Le tribunal avait considéré, à partir des éléments de fait qui lui étaient soumis, que rien ne venait confirmer la thèse de l’employeur. Il avait retenu également que l’intéressée n’avait pas été invitée à prester un préavis et que l’employeur n’établissait pas que le licenciement serait ainsi uniquement lié à des raisons économiques, les difficultés de l’entreprise existant déjà au moment de l’engagement.

La cour a été d’avis contraire, puisqu’elle a à la fois validé l’engagement d’une nouvelle employée à temps plein et considéré que les motifs économiques invoqués à l’appui du licenciement étaient établis du fait de la diminution du chiffre d’affaires, et ce de façon importante d’année en année.

L’arrêt porte encore sur un point particulier, étant de déterminer, au niveau du contrôle judiciaire, si l’employeur a fait « le bon choix » entre deux personnes, lorsque la nécessité est avérée de procéder à un licenciement. L’employeur a ici retenu comme critères d’une part l’ancienneté et d’autre part la situation familiale de la travailleuse.

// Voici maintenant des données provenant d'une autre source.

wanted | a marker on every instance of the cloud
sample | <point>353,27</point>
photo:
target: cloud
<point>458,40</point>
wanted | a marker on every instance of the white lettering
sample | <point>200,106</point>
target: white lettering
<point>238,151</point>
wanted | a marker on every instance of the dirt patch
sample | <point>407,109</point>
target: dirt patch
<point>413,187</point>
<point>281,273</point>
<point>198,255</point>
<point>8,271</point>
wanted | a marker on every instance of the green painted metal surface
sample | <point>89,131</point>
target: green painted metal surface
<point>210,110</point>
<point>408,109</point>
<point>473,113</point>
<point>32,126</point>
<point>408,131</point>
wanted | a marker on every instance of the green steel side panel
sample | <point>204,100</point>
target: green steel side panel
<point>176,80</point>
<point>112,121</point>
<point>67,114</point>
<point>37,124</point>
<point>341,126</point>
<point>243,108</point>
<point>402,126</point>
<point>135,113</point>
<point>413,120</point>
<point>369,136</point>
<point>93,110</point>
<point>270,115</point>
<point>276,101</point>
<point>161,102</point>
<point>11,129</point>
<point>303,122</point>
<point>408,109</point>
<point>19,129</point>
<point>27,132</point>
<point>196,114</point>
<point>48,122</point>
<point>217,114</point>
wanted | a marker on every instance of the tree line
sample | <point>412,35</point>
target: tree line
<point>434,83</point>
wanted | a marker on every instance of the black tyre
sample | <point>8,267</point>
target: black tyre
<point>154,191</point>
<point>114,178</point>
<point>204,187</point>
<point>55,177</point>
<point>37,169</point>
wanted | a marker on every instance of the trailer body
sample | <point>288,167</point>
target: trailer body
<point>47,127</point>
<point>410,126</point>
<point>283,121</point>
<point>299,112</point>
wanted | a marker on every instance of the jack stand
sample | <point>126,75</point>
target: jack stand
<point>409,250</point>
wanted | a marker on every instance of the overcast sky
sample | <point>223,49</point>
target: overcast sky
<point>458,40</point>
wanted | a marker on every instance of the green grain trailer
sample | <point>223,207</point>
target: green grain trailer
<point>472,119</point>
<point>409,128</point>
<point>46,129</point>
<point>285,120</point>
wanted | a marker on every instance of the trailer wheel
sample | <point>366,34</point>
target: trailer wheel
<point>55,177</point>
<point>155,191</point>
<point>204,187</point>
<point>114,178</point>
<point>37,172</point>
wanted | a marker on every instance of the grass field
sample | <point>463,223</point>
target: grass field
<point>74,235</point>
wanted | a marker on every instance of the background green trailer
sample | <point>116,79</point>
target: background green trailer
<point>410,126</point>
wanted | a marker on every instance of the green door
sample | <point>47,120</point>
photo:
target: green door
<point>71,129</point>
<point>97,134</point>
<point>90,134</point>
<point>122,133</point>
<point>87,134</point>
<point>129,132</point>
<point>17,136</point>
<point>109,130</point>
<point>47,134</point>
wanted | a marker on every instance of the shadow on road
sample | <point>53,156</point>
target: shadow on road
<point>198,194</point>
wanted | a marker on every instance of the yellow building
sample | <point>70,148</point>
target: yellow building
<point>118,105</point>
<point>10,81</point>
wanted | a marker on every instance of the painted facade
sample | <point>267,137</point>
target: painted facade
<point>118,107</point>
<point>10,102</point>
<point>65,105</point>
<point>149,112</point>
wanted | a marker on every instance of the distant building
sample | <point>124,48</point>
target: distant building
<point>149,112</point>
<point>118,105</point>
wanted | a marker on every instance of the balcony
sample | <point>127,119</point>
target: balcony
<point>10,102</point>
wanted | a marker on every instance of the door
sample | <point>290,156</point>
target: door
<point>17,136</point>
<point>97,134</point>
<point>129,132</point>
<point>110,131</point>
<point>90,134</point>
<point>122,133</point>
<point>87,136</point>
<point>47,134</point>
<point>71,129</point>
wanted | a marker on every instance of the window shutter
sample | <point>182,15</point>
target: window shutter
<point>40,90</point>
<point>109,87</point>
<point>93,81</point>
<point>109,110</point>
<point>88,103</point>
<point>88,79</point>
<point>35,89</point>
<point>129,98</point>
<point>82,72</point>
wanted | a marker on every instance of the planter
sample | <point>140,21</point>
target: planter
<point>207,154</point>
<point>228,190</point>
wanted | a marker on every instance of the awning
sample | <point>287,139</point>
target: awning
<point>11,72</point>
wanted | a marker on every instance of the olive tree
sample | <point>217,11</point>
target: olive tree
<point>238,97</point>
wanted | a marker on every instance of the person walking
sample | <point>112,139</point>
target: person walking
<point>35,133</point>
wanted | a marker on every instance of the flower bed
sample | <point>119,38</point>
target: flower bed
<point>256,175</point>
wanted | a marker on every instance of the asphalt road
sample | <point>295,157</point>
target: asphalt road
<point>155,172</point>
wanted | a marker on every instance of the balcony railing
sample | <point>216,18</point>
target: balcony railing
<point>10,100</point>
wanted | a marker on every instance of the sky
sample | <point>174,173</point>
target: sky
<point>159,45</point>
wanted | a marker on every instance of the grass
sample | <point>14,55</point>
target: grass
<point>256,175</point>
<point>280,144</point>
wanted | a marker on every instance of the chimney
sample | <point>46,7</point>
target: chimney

L’on soulignera à cet égard que, dans le cadre du contrôle judiciaire exercé au sens de l’ancien article 63 de la loi du 3 juillet 1978, la position des juridictions sur cette dernière question était de vérifier essentiellement que le choix de l’employeur n’avait pas été arbitraire, cette absence d’arbitraire étant en général retenue dès lors que des critères objectifs étaient avancés – comme en l’espèce.